The silver price in New York closed at $14.15 down 1 cent. Ahead of New York’s opening the silver price stood at $14.22.
While the gold and silver prices are following the euro, today should see a small rise in the gold price as the euro reaches $1.10 but no fireworks should be expected as markets wait for Monday’s Fed announcement. Fridays are usually the busiest time of the week for gold and silver prices, but with all waiting for the Fed, we may find that this Friday is very quiet. Many assumptions will be made about the Fed’s next moves and some speculators may well take positions ahead of their move. This promises to give all financial markets across the world a volatile week.
Once again, we saw no sales from the SPDR gold ETF and nothing from the Gold Trust, on Wednesday. The holdings of the two gold ETFs, the SPDR gold ETF and the Gold Trust remain at 634.63 tonnes in the SPDR gold ETF and at 157.07 in the Gold Trust.
Again we look forward to 2016 and look at the path of global currencies and gold. As this week has clearly shown gold is moving as a currency against different ones. So, where in 2016+? What we will say is that the interplay of exchange rates now has a direct impact on each country’s trade position in the global picture. While the G-20 may have agreed that they would not manipulate their exchange rates to gain a competitive advantage this has been happening on a broad front since then. But where were the start line and the finish lines for this agreement?

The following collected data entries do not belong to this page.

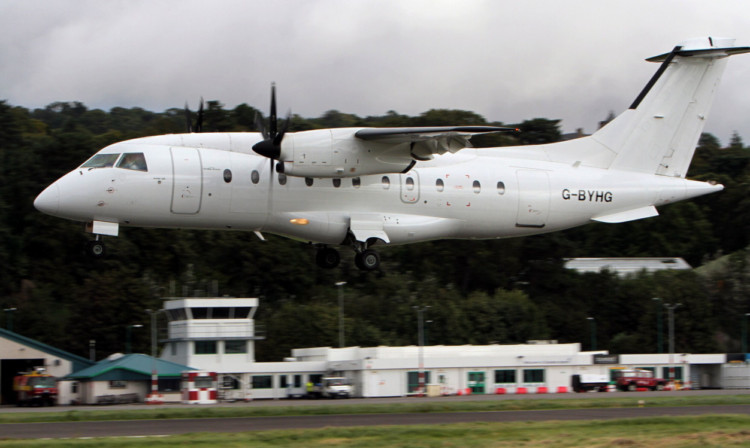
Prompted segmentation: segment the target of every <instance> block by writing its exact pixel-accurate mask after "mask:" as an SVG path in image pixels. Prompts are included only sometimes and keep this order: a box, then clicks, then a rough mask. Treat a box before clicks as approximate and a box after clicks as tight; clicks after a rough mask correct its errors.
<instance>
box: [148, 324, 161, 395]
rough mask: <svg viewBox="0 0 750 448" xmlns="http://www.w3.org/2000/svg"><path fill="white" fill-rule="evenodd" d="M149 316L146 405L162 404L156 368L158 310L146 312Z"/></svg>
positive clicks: (158, 372)
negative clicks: (150, 381)
mask: <svg viewBox="0 0 750 448" xmlns="http://www.w3.org/2000/svg"><path fill="white" fill-rule="evenodd" d="M146 312H147V313H148V314H149V315H150V316H151V393H150V394H149V395H148V397H146V403H148V404H162V400H161V395H159V372H158V370H157V368H156V315H157V314H158V313H159V310H156V311H152V310H150V309H149V310H146Z"/></svg>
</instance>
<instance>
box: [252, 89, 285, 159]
mask: <svg viewBox="0 0 750 448" xmlns="http://www.w3.org/2000/svg"><path fill="white" fill-rule="evenodd" d="M291 118H292V113H291V112H289V113H288V114H287V117H286V120H285V121H284V125H283V127H282V129H281V132H279V130H278V118H277V116H276V84H275V83H273V84H271V114H270V116H269V117H268V126H269V129H266V127H265V125H264V123H263V118H262V117H261V116H260V115H258V114H257V113H256V115H255V125H256V127H257V128H258V130H259V131H260V133H261V135H263V141H260V142H258V143H256V144H254V145H253V151H255V152H256V153H258V154H260V155H262V156H263V157H268V158H269V159H271V165H273V161H274V160H278V159H279V157H281V141H282V140H283V139H284V134H286V131H287V130H288V129H289V122H290V121H291ZM277 170H278V171H279V172H280V173H283V172H284V165H283V164H279V165H277Z"/></svg>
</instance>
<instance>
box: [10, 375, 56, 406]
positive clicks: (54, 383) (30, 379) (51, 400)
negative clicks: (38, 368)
mask: <svg viewBox="0 0 750 448" xmlns="http://www.w3.org/2000/svg"><path fill="white" fill-rule="evenodd" d="M13 390H14V391H15V392H16V399H17V401H16V404H17V405H18V406H26V405H39V406H46V405H49V406H54V405H55V403H56V402H57V378H55V377H54V376H52V375H49V374H47V373H44V369H36V370H35V371H33V372H24V373H21V374H19V375H17V376H15V377H14V378H13Z"/></svg>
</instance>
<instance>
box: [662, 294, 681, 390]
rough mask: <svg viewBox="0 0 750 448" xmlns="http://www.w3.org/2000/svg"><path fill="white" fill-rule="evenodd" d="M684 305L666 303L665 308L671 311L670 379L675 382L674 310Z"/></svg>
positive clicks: (669, 350) (669, 330)
mask: <svg viewBox="0 0 750 448" xmlns="http://www.w3.org/2000/svg"><path fill="white" fill-rule="evenodd" d="M680 306H682V304H681V303H675V304H674V305H672V304H669V303H665V304H664V308H666V309H667V312H668V313H669V314H668V316H669V381H671V382H673V383H674V310H675V309H677V308H678V307H680Z"/></svg>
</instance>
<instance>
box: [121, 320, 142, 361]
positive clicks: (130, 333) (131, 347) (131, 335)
mask: <svg viewBox="0 0 750 448" xmlns="http://www.w3.org/2000/svg"><path fill="white" fill-rule="evenodd" d="M141 327H143V325H141V324H135V325H128V326H127V327H125V330H126V331H125V354H126V355H129V354H130V353H131V352H132V350H131V348H132V344H131V339H132V333H133V328H141Z"/></svg>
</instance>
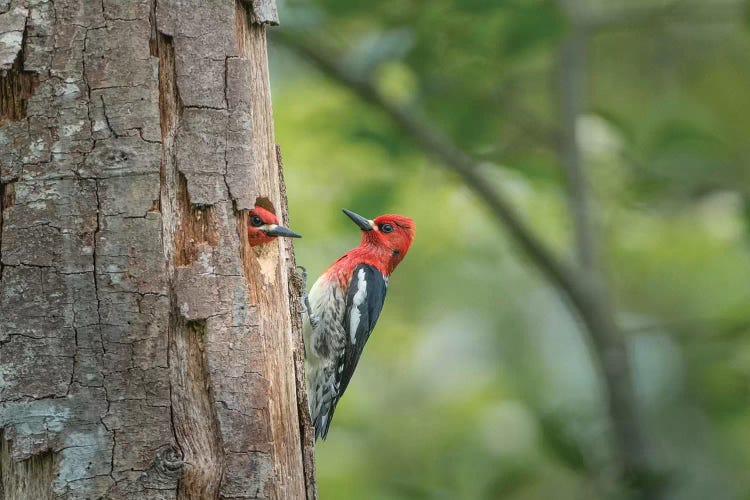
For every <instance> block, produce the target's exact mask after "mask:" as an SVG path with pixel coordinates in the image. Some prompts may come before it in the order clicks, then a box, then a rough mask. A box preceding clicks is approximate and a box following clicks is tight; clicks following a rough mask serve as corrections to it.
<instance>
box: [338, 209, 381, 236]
mask: <svg viewBox="0 0 750 500" xmlns="http://www.w3.org/2000/svg"><path fill="white" fill-rule="evenodd" d="M343 211H344V213H345V214H346V215H348V216H349V218H350V219H351V220H353V221H354V223H355V224H356V225H358V226H359V228H360V229H361V230H362V231H372V230H373V229H374V228H373V227H372V223H371V222H370V221H369V220H367V219H365V218H364V217H362V216H361V215H359V214H355V213H354V212H352V211H351V210H347V209H345V208H344V209H343Z"/></svg>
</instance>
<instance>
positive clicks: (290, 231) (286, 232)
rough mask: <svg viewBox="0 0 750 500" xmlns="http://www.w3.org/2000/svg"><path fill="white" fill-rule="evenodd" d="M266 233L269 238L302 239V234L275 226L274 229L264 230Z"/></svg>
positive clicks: (283, 228) (283, 227)
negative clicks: (297, 238)
mask: <svg viewBox="0 0 750 500" xmlns="http://www.w3.org/2000/svg"><path fill="white" fill-rule="evenodd" d="M263 232H264V233H266V234H267V235H268V236H285V237H287V238H302V235H301V234H297V233H295V232H294V231H292V230H291V229H287V228H285V227H284V226H275V227H273V228H272V229H264V230H263Z"/></svg>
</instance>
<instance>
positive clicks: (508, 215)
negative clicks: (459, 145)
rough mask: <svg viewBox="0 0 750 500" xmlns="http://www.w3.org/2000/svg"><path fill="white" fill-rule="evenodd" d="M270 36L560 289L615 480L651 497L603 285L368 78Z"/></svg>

We see some central banks blatantly managing rates and using measures designed for their economies internally directly affecting their exchange rates. What a nearly 50-year journey from fixed exchange rates, to re- and de-valuations of different ones, to ‘floating’ rates to manipulated rates. What next? We note that countries don’t have friends, they have interests. If the journey continues, it is inevitable the gold will take a measure of value role in a multi-currency monetary system.